That’s why Jackson has been so reserved in his assessment of his play this season. He’s absolutely torched Charlotte and Syracuse, accounting for 13 total touchdowns and 1,015 total yards – first and second in the nation, respectively – but remained mostly unimpressed.

“It was all right,” Jackson said of the Syracuse game, when he broke the Atlantic Coast Conference record for total yardage with 610.

The most spellbinding play came on a scramble when receiver Jamari Staples missed a block and left Jackson one-on-one with a defensive back. The Orange defender dipped his head just slightly to go for the tackle, and Jackson hurdled over him like Edwin Moses and then strolled into the end zone.

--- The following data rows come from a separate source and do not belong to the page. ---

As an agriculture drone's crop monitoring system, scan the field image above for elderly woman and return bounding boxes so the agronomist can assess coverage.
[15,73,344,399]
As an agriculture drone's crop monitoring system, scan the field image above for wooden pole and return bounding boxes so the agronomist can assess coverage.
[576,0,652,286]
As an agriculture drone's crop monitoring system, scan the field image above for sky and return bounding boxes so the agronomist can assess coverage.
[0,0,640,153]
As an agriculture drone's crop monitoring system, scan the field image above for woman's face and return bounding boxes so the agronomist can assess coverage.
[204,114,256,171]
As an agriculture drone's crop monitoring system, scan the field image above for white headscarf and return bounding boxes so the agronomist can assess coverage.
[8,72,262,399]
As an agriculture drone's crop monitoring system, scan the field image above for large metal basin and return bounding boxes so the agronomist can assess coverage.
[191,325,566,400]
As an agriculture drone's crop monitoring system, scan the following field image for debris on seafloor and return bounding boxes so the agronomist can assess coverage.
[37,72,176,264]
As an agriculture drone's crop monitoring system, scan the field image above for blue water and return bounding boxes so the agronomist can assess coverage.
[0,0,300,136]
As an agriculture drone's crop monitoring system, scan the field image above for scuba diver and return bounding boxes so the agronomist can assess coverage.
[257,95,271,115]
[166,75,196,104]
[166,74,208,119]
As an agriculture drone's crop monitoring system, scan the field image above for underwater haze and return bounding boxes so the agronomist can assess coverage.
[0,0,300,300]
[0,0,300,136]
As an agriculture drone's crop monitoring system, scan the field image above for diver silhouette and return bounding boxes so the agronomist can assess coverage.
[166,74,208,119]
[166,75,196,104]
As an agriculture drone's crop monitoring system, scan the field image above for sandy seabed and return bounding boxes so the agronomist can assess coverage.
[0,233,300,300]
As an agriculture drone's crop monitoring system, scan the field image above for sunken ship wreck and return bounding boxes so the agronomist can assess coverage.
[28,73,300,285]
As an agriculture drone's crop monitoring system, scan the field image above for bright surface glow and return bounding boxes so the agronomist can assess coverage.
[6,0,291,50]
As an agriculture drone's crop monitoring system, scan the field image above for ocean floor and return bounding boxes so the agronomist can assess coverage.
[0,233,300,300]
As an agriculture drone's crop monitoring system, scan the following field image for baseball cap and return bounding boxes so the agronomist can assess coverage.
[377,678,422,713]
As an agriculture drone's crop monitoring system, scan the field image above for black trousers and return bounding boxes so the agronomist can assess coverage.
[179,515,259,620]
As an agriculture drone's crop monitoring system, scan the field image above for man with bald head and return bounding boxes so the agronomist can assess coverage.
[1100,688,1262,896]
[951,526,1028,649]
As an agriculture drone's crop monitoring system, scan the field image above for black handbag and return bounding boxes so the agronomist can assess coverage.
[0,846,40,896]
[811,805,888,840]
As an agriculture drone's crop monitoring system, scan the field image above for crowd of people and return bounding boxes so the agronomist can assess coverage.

“I saw him take off and I was like, ‘Whoa!’ ” Staples recalled. “I think he can do anything on the field. He can play any position.

“From here on out, Lamar’s the Heisman front-runner. No doubt in my mind he’s the best player.”

The time to prove that with the nation watching is Saturday. Second-ranked Florida State comes to town to take on No. 10 Louisville, in a game that ranks on the short list of the biggest in Cardinals football history. ESPN’s “College GameDay” will be here for the first time, and the focus is largely on Lamar Jackson.

Those watching him closely for the first time may well see what Rick Swain witnessed often at Boynton Beach, and what Bobby Petrino discovered on a practice field more than a year ago. The kid can play quarterback.